私たちは、デジタルデータ化されていない現実世界を「アナログ」だと考えています。
しかし、現実の世界を拡大して拡大して拡大していけば、量子の整数倍で構成された「デジタル」であったのです。
この量子の世界での出来事を説明するため、いくつかの計算方法が考え出されました。ひとつは1926年にエルヴィン・シュレディンガーの発表した「シュレディンガー方程式」です。ふつう、方程式には、求めるべきx、yなどの未知数があります。シュレディンガー方程式ににおいて求めるべきは「ψ : プサイ、プシー」で表される「波動方程式」です。一つの素粒子の現在の状態、位置、重さ、など必要な情報をシュレディンガー方程式に入力すれば、「波動方程式」が出てくる仕組みになっています。
「波動関数:Ψ」これが実に奇妙で、実態がつかめない代物なのです。
仮に、素粒子aで考えてみましょう。素粒子aの現在の位置、重さ、動いている速さ等をシュレディンガー方程式に当てはめてみます。すると、任意の時間の、素粒子aの状態がわかる波動関数が出てくるのです。この波動関数でわかるのは、素粒子aが、任意の時間の、任意の位置に、どれくらいの「確率」で存在するか、ということのみです。

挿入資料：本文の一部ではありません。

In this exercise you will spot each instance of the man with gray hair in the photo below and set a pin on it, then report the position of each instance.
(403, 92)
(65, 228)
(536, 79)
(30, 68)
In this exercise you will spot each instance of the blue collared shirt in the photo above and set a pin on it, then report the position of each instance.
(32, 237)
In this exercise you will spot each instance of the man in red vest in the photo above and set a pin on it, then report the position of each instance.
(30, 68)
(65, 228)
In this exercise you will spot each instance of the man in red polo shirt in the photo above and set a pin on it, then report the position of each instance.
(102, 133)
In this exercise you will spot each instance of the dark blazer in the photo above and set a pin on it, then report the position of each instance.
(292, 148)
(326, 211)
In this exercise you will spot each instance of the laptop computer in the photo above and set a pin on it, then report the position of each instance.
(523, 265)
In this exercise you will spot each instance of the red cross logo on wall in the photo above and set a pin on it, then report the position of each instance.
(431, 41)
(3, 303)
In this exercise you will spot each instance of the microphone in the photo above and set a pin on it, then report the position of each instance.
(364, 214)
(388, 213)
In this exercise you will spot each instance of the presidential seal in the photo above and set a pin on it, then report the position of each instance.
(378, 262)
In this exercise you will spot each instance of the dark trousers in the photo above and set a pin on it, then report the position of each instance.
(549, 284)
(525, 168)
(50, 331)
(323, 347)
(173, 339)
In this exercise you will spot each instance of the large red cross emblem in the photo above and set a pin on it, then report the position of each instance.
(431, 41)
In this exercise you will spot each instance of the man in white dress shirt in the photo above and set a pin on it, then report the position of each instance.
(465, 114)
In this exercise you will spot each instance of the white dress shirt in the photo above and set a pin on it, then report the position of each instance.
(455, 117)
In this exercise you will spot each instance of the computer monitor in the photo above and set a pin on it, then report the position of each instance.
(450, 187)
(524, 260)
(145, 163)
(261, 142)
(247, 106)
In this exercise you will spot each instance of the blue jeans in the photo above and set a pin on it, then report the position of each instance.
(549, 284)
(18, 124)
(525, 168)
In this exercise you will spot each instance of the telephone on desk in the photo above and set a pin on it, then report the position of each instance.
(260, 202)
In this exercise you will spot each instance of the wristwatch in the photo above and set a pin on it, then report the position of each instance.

これはどういうことでしょう。実在する粒子であるはずの素粒子aが、時間の流れに沿って広がる可能性の”もや”のようなものになってしまうのです。これは古典力学とは全く違う振る舞いです。
しかし、ここでさらに訳のわからないことが起きます。
実態のない、可能性の”もや”のような素粒子aを、私たちが実際に「観察」するなら、その可能性の一つが瞬時に採用され、実在する粒子として、素粒子aが現れます。
これは信じがたいことです。
「観察」とは、私たちが「見る」とは、どういうことなのでしょう?
ただ「見る」ことが、対象に影響を与えるのはなぜでしょうか?
数ある可能性の中から一つを選び出しているのは、一体誰なのでしょうか?
数学的な存在でしかない波動関数から、魔法のように実在へと変化するとき、実際に何が起こっているのか未だにわかっていないのです。量子力学の、ほんの入り口に立っただけなのに、理解しがたいことだらけです。それでも、波動関数は実用的であり、量子力学を利用した量子コンピューターも開発が進んでいます。量子力学が、抽象的すぎ、受け入れがたく思うとしても、それらを根本的に覆す理論が発見でもされない限り、現時点では受け入れざるを得ません。身の回りにあるすべてのものも、自分自身も、この不思議な性質を持つ素粒子で構成されています。それらの現象を観察し、計算を進めていくことで、想像もしなかったような、避けようのない奇妙な結論にたどり着いてしまうのです。
これはフィクションではなく、今私たちが生活しているこの宇宙でのお話です。
参考文献
朝永振一郎 「物理学への道程」(みすず書房)
ジム・アル・カリーリ「見て楽しむ量子力学の世界」(日経BP社)
日置善郎 「量子力学 -その基本的な構成-」(吉岡書店)
( 自分は物理の専門でもなく、こういったジャンルに興味があって本を読んでいるだけの者です。思い違いや情報の偏りがあったり、最新の情報と食い違うことも十分考えられます。明らかな誤りがあった場合は指摘していただけると大変ありがたいですし、説明の未熟さから余計わけがわからなくなったという方は、図書館の「物理」の棚の前に立ち、良書との出会いの機会としてください。)